Résumé : politique... participation faible...légal....

 

 

 

 

Du jour au lendemain, toutes les annonces légales échappèrent au « Courrier de la République » ( gros manque à gagner), la mairie ne communiquait plus que par sa feuille titrée sans honte «  Thouars outragée, Thouars brisée, Thouars martyrisée, mais Thouars Libérée ». Les dates du conseil municipal relevaient du  « secret défense ». Heureusement  Michka le casseur (voir le secret de Marcelle et Marcel Marcel) habitait en face de la mairie. Et dès qu’il voyait la salle du conseil municipal éclairée, il téléphonait à Balthazar qui rappliquait dare-dare.  Pour emmerder le journaliste le maire prononçait souvent le huis-clos jusqu’à l’avant dernière question. Balthazar attendait dans sa bagnole jusqu’à minuit, une heure du matin, avant de pouvoir entrer dans la salle où l’assemblée hilare, abordait la fin de la réunion : indemnité de chaussures pour les cantonniers. Bien sûr les subventions aux associations culturelles furent coupées. Le théâtre n’accueillit plus que des pièces de Vaudeville et quelques danseuses nues.

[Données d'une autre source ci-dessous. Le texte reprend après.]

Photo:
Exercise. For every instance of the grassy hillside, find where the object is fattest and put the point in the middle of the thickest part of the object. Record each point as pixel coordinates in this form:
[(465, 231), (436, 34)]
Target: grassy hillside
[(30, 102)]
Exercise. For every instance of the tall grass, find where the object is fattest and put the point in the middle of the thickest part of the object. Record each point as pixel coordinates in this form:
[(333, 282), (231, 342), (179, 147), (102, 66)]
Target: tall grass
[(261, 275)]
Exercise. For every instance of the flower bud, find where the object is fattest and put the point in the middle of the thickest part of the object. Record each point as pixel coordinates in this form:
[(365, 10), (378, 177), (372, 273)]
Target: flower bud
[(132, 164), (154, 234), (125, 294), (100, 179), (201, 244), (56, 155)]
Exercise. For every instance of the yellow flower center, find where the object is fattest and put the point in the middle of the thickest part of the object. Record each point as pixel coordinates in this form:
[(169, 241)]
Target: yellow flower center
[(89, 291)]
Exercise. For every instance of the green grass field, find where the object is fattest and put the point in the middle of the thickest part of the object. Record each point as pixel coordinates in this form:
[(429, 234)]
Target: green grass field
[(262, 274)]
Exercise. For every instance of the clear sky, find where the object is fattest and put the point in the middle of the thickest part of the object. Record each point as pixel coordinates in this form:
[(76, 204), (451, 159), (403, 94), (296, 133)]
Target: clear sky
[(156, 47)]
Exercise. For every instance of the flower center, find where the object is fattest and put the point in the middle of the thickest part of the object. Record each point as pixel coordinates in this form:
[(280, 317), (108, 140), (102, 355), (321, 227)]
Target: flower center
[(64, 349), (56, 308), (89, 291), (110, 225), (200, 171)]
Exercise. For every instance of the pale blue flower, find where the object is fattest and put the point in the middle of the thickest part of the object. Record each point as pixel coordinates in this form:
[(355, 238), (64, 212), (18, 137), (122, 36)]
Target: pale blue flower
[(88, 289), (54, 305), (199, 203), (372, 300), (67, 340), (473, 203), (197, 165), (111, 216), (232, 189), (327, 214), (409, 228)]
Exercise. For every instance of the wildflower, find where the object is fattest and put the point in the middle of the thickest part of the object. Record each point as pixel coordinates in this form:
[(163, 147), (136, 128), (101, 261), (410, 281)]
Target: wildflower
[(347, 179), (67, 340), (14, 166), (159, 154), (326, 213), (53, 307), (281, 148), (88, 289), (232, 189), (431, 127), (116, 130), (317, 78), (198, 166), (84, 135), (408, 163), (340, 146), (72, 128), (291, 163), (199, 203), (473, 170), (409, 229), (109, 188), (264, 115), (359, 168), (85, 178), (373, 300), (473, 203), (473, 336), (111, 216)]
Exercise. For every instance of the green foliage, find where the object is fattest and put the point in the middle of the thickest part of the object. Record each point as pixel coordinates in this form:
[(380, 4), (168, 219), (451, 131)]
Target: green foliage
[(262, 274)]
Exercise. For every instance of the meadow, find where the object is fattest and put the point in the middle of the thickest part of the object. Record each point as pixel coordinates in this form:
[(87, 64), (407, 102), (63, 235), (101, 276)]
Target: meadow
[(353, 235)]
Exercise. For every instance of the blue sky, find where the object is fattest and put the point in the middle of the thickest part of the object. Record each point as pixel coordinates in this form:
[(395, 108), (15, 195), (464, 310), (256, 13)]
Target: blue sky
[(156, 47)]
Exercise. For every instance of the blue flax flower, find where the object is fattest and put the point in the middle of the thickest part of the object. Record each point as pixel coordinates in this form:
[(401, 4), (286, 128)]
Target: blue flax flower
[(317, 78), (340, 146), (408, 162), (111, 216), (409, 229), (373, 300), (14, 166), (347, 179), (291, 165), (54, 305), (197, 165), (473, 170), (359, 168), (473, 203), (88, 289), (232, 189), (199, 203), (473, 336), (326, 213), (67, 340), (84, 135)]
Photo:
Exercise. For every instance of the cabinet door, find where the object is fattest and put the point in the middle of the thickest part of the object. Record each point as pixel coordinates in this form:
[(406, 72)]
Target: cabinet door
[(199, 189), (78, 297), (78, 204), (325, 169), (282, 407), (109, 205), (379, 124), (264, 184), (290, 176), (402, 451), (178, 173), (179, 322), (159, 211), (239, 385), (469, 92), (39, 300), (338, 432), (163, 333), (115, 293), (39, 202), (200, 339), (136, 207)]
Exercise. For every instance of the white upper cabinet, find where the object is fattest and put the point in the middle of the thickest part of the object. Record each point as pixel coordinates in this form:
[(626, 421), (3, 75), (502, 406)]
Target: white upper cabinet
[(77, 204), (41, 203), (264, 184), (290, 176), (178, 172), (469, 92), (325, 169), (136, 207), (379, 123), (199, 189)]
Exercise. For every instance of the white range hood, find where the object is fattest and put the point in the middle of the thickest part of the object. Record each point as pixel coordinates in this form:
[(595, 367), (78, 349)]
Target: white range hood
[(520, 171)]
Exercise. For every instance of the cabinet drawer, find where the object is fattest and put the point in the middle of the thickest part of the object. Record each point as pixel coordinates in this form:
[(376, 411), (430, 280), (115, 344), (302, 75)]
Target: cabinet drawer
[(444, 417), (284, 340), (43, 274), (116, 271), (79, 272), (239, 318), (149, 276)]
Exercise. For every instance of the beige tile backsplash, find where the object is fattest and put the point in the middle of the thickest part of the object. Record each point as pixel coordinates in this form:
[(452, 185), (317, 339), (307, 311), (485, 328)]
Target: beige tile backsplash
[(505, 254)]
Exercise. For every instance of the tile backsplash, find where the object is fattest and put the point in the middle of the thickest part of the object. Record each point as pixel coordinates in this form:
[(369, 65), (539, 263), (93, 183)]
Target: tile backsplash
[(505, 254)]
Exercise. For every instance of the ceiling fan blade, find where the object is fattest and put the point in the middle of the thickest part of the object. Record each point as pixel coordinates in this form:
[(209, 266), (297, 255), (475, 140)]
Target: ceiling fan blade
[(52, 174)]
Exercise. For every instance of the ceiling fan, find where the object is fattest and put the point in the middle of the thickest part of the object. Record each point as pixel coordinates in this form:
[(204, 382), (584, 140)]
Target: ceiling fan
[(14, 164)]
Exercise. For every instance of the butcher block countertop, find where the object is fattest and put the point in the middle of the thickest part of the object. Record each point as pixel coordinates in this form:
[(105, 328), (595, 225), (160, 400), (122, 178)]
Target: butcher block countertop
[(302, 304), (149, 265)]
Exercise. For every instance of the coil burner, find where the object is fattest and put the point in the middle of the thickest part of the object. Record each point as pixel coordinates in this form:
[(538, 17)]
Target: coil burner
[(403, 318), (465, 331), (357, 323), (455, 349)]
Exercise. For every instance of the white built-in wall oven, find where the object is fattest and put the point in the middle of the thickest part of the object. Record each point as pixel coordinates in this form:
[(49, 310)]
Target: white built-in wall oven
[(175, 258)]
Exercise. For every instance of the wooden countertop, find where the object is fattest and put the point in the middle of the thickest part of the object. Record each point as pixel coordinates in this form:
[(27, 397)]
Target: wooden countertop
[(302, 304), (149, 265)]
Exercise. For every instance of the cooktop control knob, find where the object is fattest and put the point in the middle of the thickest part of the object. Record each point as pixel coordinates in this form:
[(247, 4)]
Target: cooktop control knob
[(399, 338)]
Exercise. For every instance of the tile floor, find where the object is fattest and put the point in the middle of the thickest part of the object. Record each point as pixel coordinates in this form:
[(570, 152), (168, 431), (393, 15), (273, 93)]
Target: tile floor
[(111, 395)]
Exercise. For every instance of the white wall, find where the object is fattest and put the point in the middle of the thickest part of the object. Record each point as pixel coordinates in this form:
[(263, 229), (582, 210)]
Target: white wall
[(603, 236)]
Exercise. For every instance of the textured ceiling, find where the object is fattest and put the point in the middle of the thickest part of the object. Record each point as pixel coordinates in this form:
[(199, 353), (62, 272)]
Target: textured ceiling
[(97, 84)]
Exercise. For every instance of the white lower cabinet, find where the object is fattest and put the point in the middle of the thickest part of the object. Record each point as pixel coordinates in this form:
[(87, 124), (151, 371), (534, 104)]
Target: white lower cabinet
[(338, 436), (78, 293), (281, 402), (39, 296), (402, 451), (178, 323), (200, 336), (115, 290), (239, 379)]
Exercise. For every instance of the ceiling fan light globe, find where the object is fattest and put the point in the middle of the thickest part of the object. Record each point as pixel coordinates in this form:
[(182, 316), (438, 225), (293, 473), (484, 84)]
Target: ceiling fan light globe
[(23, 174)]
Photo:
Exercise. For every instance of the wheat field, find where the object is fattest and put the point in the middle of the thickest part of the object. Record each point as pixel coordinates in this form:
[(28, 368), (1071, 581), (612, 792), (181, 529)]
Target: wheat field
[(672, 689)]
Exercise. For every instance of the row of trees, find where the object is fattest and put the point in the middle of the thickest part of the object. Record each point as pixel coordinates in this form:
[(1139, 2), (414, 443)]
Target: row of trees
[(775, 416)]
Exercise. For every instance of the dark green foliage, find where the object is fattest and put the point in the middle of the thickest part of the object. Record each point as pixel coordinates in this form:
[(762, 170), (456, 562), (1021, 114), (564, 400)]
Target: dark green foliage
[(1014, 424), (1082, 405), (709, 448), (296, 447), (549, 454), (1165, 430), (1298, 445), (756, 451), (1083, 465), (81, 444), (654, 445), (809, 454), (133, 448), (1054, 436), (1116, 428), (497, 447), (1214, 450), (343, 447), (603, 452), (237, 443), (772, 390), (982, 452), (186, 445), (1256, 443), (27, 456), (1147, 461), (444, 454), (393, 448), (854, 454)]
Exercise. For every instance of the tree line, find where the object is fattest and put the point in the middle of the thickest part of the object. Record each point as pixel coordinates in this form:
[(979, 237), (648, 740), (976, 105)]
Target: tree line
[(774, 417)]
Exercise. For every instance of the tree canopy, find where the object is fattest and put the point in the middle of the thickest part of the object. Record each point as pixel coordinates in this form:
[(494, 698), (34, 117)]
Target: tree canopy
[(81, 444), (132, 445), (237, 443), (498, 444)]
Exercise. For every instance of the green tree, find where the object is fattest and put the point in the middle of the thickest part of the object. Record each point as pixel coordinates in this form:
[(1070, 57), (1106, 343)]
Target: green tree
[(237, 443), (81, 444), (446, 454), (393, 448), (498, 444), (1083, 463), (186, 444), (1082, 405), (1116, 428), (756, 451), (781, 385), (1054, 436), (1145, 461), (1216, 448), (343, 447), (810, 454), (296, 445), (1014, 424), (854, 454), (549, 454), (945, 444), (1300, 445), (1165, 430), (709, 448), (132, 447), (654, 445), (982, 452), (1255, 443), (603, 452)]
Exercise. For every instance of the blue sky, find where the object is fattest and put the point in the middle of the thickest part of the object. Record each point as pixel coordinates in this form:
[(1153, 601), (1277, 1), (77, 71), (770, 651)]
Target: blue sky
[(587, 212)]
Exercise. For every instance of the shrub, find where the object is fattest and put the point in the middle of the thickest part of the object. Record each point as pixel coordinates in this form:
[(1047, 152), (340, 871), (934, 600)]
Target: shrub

Dans les HLM , les ampoules des cages d’escalier n’étaient plus changées, et les pelouses jadis taillées avec soin dans les quartiers populaires étaient laissées à l’abandon. Les effectifs du personnel communal furent réduits de moitié. Un froid terrible s’abattit sur la ville. Pourtant la neige avait fondu depuis longtemps. L’été passa tristement (les centres aérés aussi avaient été fermés).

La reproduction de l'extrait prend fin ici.